A importância dos “fair patterns” sobre “dark patterns” na proteção de dados e transparência digital. Por Maraísa Cezarino.
Dark patterns ou “padrões obscuros” são configurações que levam os usuários de sites e aplicativos a tomar decisões que normalmente não fariam e/ou que podem até gerar danos para eles. Esse termo é legalmente definido, na União Europeia, pela Lei dos Serviços Digitais, como interfaces que “induzem em erro, manipulam, prejudicam ou limitam substancialmente a capacidade dos utilizadores para tomarem decisões livres e informadas”, devido à sua “concepção, organização ou modo de funcionamento”.
Tratam-se de configurações que privilegiam o interesse do arquiteto da interface em detrimento do usuário, minando a “autodeterminação informacional” de seus interlocutores. Por isso, esse tipo de padrão tende a diminuir a possibilidade de os usuários efetivamente exercerem o direito à proteção de dados pessoais. A autodeterminação é um dos fundamentos de muitas Leis de Proteção de Dados Pessoais e representa a possibilidade de compreender efetivamente o que acontece com os dados e controlar minimamente o que acontece com essas informações.
Essas formas de construção de sites e aplicações tendem a violar leis de proteção de dados e até mesmo outras leis, como o Código de Defesa do Consumidor (Lei 8078/90). É interessante pensar que esse tipo de prática pode ser evitado pela incorporação de padrões de clareza, precisão e justiça no desenvolvimento de interfaces interativas online.
O Guia nº3/2022 do European Data Protection Board (“EDPB”) designa, pelo menos, seis tipos de padrões que devem ser evitados ou ajustados para garantir uma experiência mais justa para o usuário:
- Apresentar uma avalanche de opções, informações e solicitações para induzir as pessoas a compartilharem muitos dados de forma não intencional.
- Criar uma interface que faz os usuários se esquecerem ou sequer pensarem em aspectos de proteção de dados pessoais.
- Apelar para emoções dos usuários utilizando estímulos visuais.
- Dificultar opções de bloqueio da coleta de dados ou de controlar as formas de uso de seus dados, tornando essa ação difícil ou até impossível.
- Tornar a interface pouco clara, dificultando a navegação dos usuários por ferramentas de exercício de direitos ou dificultar a compreensão da finalidade de uso dos dados.
- Deixar o usuário no escuro, ocultando informações sobre as formas que eles têm de controlar os seus dados pessoais ou deixá-los inseguros sobre como eles serão utilizados.
O desafio que se coloca, especialmente em relação às áreas de marketing dentro das organizações, é o de criar uma interface amigável sem diminuir a coleta de dados considerados essenciais por elas.

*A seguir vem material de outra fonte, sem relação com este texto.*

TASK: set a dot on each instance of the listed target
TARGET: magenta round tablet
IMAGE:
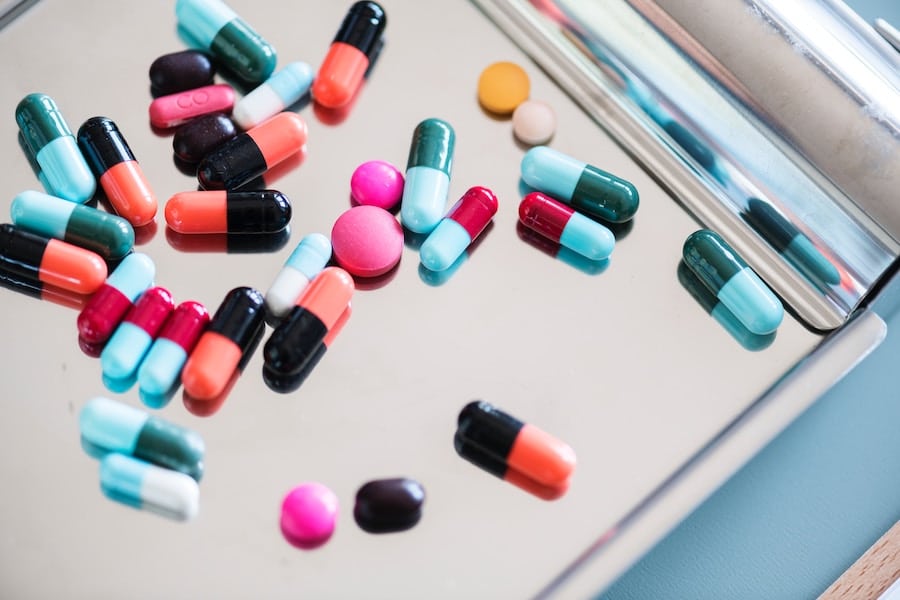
(367, 241)
(377, 183)
(308, 515)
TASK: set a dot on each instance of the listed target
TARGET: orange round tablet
(502, 87)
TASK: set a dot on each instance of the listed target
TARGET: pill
(275, 94)
(119, 173)
(252, 153)
(217, 28)
(389, 505)
(341, 73)
(367, 241)
(297, 338)
(305, 262)
(141, 485)
(514, 446)
(790, 242)
(221, 347)
(734, 283)
(465, 222)
(180, 71)
(118, 427)
(161, 368)
(266, 211)
(586, 188)
(427, 175)
(502, 87)
(177, 109)
(50, 260)
(562, 224)
(110, 236)
(107, 307)
(197, 138)
(377, 183)
(308, 515)
(49, 139)
(534, 122)
(131, 340)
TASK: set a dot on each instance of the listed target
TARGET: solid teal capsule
(733, 282)
(110, 236)
(113, 426)
(588, 189)
(47, 135)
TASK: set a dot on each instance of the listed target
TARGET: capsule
(734, 283)
(296, 339)
(51, 261)
(305, 262)
(110, 236)
(427, 175)
(128, 345)
(53, 146)
(144, 486)
(465, 222)
(217, 28)
(585, 187)
(222, 345)
(161, 368)
(511, 445)
(104, 311)
(562, 224)
(267, 211)
(344, 68)
(117, 427)
(278, 92)
(119, 173)
(252, 153)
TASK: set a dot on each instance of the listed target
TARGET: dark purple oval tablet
(389, 505)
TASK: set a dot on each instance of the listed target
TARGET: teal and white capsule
(586, 188)
(275, 94)
(427, 175)
(110, 236)
(49, 139)
(733, 282)
(144, 486)
(117, 427)
(305, 262)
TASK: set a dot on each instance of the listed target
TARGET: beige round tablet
(534, 122)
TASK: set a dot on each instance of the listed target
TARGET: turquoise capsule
(110, 236)
(47, 135)
(585, 187)
(733, 282)
(113, 426)
(427, 175)
(217, 28)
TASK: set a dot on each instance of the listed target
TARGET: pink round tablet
(367, 241)
(308, 515)
(377, 183)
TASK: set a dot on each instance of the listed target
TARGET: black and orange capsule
(342, 72)
(267, 211)
(119, 173)
(55, 262)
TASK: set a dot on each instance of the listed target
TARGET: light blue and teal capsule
(110, 426)
(110, 236)
(213, 26)
(50, 141)
(275, 94)
(144, 486)
(720, 268)
(586, 188)
(427, 175)
(305, 262)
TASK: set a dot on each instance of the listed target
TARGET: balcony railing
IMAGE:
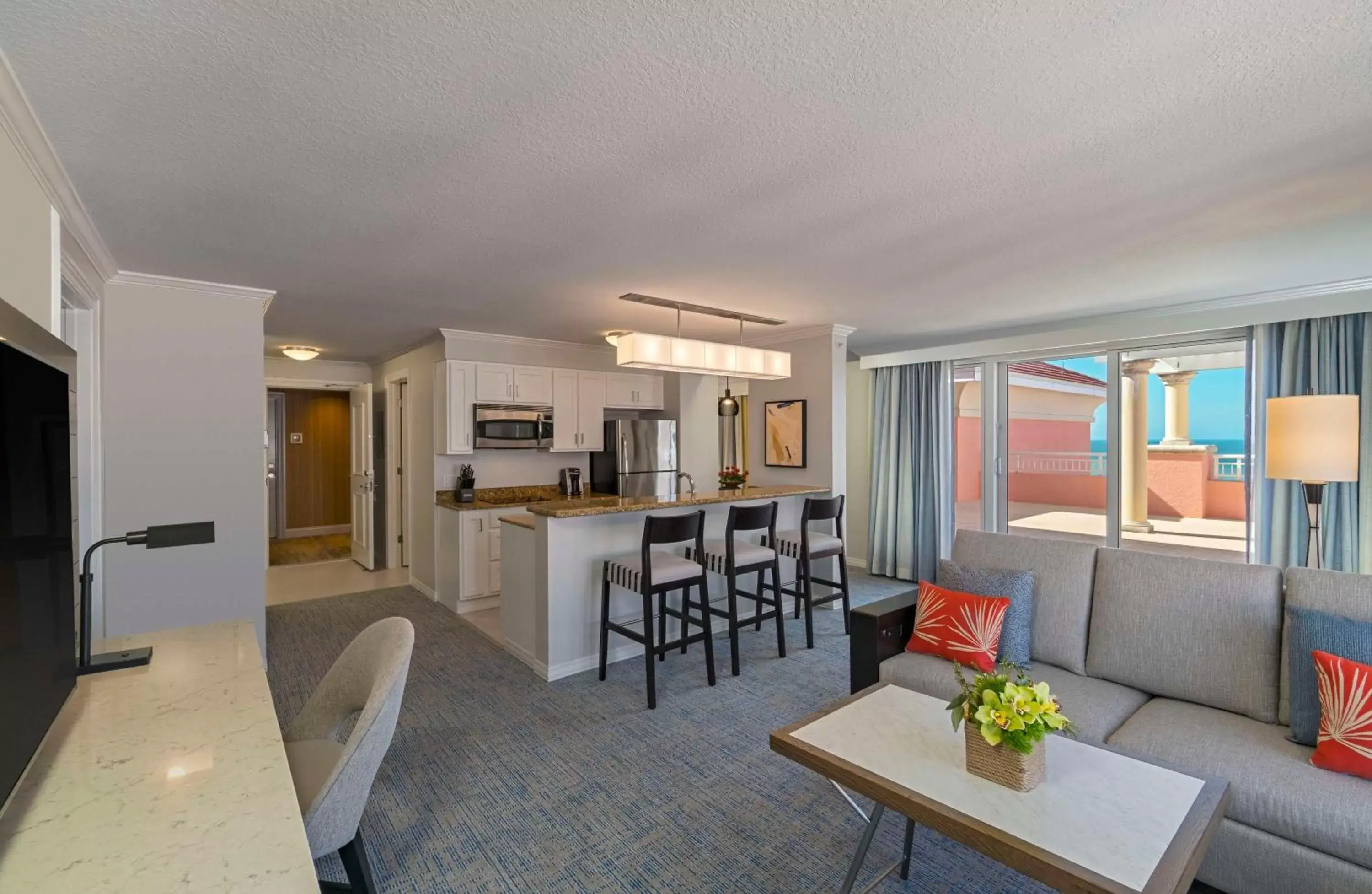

Nesse momento, é importante lembrar que o oposto aos “dark patterns” são os “Fair patterns” (“padrões justos”), que são escolhas de arquitetura capazes de empoderar o usuário, de forma que faça escolhas informadas sobre os seus dados pessoais.
Marie Potel-Saville, especialista no assunto, apresenta um questionamento interessante: as leis de proteção de dados pessoais não obrigam os agentes de tratamento a apresentarem um aviso de privacidade em formato de texto, então por que não apresentar esse aviso em formatos alternativos como vídeos, quadrinhos, e com mais elementos visuais?
Especialmente quando se trata da coleta e tratamento de dados de crianças e adolescentes, não se pode supor que uma interface com muito texto será capaz de dar efetividade ao princípio da transparência sobre o tratamento de dados. Aliás, a própria LGPD, no §6, indica que a comunicação com esse tipo de titular de dados deve estar de acordo com suas capacidades cognitivas.
Nada impede que o uso de linguagem simples e elementos visuais seja utilizado nas interfaces em geral e não só com crianças e adolescentes. Embora isso não seja uma obrigação, é possível notar quando a organização realmente busca dar efetividade à transparência e não somente cumprir a lei. Especialmente num país como o Brasil, no qual os índices de alfabetização deixam a desejar, adotar uma linguagem simples e recheada de mecanismos visuais é essencial para dar efetividade ao princípio da transparência.
Assim, a troca dos dark patterns pelos fair patterns representa mais do que a preocupação com a transparência, mas a implementação de um olhar voltado para a efetivação do direito à proteção de dados pessoais desde o início da concepção de produtos e interfaces. Para as autoridades, isso tende a indicar uma preocupação com a conformidade com a LGPD, que ultrapassa o simples cumprimento da lei, já que é um processo que demanda mudança de cultura em áreas como o desenvolvimento, o design e o marketing. Para o usuário, trata-se de um gesto de respeito e cuidado, que reforça a relação de confiança com a empresa.
Maraísa Cezarino é Sócia da Daniel Advogados.